The pain of having to write something meaningful
As I’m sitting at my computer waiting for and inspiration to write. I feel both tongue-tied and bursting at my seams and as frazzled as if I had been drinking my one-and-only cup of coffee a day over and over again. Creative spurts spout up into my consciousness and don’t lead anywhere. I feel I have so much to say and yet when I try to start speaking, nothing comes out.
I feel nervous about failing in my own eyes, failing for myself by myself!
There is a hollow buzzing feeling in the pit of my stomach. My ears ache. What do I not want to hear?
Is this what writer's block feels like?
Tongue-tied and pressured to express myself all at once.

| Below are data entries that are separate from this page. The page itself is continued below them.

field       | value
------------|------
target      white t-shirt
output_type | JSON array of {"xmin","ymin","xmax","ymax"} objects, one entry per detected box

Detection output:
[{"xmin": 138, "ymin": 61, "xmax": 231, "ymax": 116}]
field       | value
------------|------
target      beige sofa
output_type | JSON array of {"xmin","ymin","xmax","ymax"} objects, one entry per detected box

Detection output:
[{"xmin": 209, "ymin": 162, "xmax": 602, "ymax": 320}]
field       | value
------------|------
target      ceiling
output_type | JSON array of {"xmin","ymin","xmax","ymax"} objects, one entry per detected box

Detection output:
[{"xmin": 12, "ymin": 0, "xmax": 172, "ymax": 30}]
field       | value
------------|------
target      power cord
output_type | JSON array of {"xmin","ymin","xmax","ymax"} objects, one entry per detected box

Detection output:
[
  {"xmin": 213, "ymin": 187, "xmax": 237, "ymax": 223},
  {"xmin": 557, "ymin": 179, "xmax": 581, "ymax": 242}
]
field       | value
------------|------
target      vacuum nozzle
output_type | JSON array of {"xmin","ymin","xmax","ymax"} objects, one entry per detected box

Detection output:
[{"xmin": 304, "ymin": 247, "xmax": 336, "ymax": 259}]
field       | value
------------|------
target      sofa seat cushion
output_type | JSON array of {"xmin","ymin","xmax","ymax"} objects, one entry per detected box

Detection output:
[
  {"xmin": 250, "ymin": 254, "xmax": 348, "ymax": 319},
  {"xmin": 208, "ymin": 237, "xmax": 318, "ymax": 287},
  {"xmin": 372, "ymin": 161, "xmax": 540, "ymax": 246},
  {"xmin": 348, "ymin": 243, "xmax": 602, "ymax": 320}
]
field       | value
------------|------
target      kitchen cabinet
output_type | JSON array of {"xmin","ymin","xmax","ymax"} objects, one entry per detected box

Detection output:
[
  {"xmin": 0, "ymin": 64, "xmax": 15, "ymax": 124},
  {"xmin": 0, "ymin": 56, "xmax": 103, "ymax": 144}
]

I sit here. I feel this paradox. The more room I give this experience the more I notice that there is a lot of light in my brain – in my entire body really.
Let me explore this feeling, this light more deeply. It takes a bit of courage to not try and fix it but just to feel it instead. Here we go.
A feeling of tumbling into darkness. Strangely, inside this darkness there is light too, not a bright light, a more subtle, almost orange light. Noticing this makes me feel calmer but there are still no answers to my dilemma. Do I really need to write and be creative to be me? Why do I demand this of myself? It feels like an outside force is demanding it of me. Who is demanding, ego or spirit?
Maybe both. Maybe this is the stalemate. Maybe my being is trying to take the ego out of the mix and is not really succeeding. Orange light, orange darkness, which is it?
What is the conclusion to this dilemma?
There is no conclusion. It is difficult to remember that this moment is not lost just because it is stuck. It is simply stuck and stuck is beautiful. It is a rich, a vibrant experience. I feel like a racehorse waiting in the box eager to start the race.
What is my race? Where am I going? In this now that is not important to know. In fact it is impossible to know.
I am alive. I am here. Orange light is fine. Stuck is beautiful because it is now. It is not less NOW because it is stuck than it would be if it a were free-flowing and creative now. It is as much NOW as any other now.
There is not resolution, but there is a subtle freedom in not having to manipulate what is. Stillness has room here.